Foo Fighters’ ‘But Here We Are’ Review

By Maura Johnston

"It came in a flash — it came outta nowhere," Dave Grohl wails over heat-lightning guitars and pummeling drums at the outset of his band Foo Fighters’ 11th album. Then, he sings a line marked by equal parts amazement and regret: "It happened so fast/and then it was over," Grohl yawps, his voice breaking on the final word. This summation of life's brevity and unpredictability is a fitting epigraph for But Here We Are, the first Foo Fighters record to be recorded in the wake of two losses Grohl experienced in 2022 — the band's longtime drummer Taylor Hawkins died while the band was touring South America last March, and Grohl's mother Virginia passed away over the summer.

But Here We Are, with its matter-of-fact title, depicts grief in immediate terms, refusing to couch the knotty web of feelings conjured by loss in easy-to-hear platitudes. "Someone said I’ll never see your face again/Part of me just can't believe it's true," Grohl whisper-sings on "Under You," which whipsaws from brooding thickets of guitar into a psych-power-pop flashback, then veers into the sort of anthemic chorus that the Foo Fighters have filled stadiums and festival fields with for decades. Only it has a troubling edge: "I’ve been hearing voices," he sings again and again, before breaking: "None of them are you," he admits.

Since forming in 1995, Foo Fighters have become one of rock's most reliable acts, regularly releasing albums that brought the squalls of Nineties alt-rock into the new millennium while headlining massive venues with blistering live sets tempered by the sort of playfulness that can only come from being at the top of one's game.
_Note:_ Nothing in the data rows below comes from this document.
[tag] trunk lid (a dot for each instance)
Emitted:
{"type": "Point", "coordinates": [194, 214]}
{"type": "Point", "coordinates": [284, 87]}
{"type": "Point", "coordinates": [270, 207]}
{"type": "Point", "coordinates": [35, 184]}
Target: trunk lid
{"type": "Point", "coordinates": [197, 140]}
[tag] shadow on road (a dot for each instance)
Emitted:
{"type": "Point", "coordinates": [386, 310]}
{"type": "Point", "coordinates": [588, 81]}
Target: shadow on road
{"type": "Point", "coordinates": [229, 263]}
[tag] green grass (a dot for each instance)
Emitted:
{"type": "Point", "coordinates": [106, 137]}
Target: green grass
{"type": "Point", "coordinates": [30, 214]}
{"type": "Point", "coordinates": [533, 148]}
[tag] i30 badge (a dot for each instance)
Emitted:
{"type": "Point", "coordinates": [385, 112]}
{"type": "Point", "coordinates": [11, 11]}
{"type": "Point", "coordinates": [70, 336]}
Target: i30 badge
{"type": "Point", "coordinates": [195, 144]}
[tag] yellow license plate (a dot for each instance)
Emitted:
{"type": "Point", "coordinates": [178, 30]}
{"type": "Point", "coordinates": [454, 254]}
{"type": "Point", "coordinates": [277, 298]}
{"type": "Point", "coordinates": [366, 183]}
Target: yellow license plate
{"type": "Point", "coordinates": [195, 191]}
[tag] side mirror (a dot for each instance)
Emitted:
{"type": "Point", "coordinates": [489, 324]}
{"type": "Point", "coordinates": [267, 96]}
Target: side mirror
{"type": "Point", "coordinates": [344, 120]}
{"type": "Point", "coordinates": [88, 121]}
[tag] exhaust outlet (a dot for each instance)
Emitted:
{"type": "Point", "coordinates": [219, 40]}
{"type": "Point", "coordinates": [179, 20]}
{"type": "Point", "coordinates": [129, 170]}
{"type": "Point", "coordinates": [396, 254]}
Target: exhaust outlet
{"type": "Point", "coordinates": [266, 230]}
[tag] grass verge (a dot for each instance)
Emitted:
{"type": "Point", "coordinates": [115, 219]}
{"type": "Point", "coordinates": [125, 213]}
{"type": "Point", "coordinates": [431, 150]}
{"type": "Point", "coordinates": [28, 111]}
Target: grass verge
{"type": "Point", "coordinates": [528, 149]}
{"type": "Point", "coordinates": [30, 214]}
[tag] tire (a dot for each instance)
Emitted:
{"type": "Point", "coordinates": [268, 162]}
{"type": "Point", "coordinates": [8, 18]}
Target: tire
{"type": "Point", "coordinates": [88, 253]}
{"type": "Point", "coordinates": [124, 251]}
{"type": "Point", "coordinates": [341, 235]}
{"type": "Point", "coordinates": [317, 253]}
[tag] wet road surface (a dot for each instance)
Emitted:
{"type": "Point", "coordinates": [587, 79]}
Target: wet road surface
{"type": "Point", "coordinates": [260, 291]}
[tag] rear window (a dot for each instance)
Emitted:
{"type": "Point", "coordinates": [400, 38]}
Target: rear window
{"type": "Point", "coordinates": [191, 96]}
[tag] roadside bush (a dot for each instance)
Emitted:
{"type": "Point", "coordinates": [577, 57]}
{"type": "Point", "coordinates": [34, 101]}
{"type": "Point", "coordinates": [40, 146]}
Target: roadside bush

But Here We Are flips the Foo Fighters script in a way, sorting through the fallout of what happens when things get completely unpredictable — when the people who have been threads in your day-to-day's fabric get pulled out suddenly and cruelly. It possesses a vitality that in a sense is expected given the events that transpired before its release, but its refusal to take the easy route around grief makes its drum fills (played by Grohl in his first return behind the kit on a Foos album since 2005) land with more intensity and its guitar slashes, some of which recall Nineties left-of-the-dial darlings, hit harder. Even the more subdued tracks like the swirling "Show Me How," which is leavened by Grohl's daughter Violet's lilt, have an urgency to them that makes But Here We Are an immersive listen.

The last two tracks are particularly gripping. "The Teacher" is a 10-minute mini-epic that opens with gnarled riffs then steadily gains momentum into a determined perpetual-motion machine of galloping drums and ringing guitar chords, taking a breath to survey what's been lost before launching itself back into heavy riffage, Grohl keening "goodbye" in a strangled voice as the music becomes more and more distorted, the levels maxing out. It stops abruptly and is, after a breath, followed by "Rest," a beautiful elegy that crests into a soothing cacophony: "Rest, you can rest now/ Rest, you will be safe now," Grohl bellows as the chaos once again threatens to overtake the speakers — until the noise cuts out, leaving Grohl alone with his grief and love, envisioning his dreamlife's hopes for seeing his loved ones again.

Dealing with loss has confounded philosophers and psychologists for eons. On But Here We Are, Grohl has laid out one way to deal with this complex matrix of emotion: You snarl and thrash and bang against whatever darkness may encroach upon you, drawing on the raw-nerve currents coursing through your veins to prove just how vital life can be.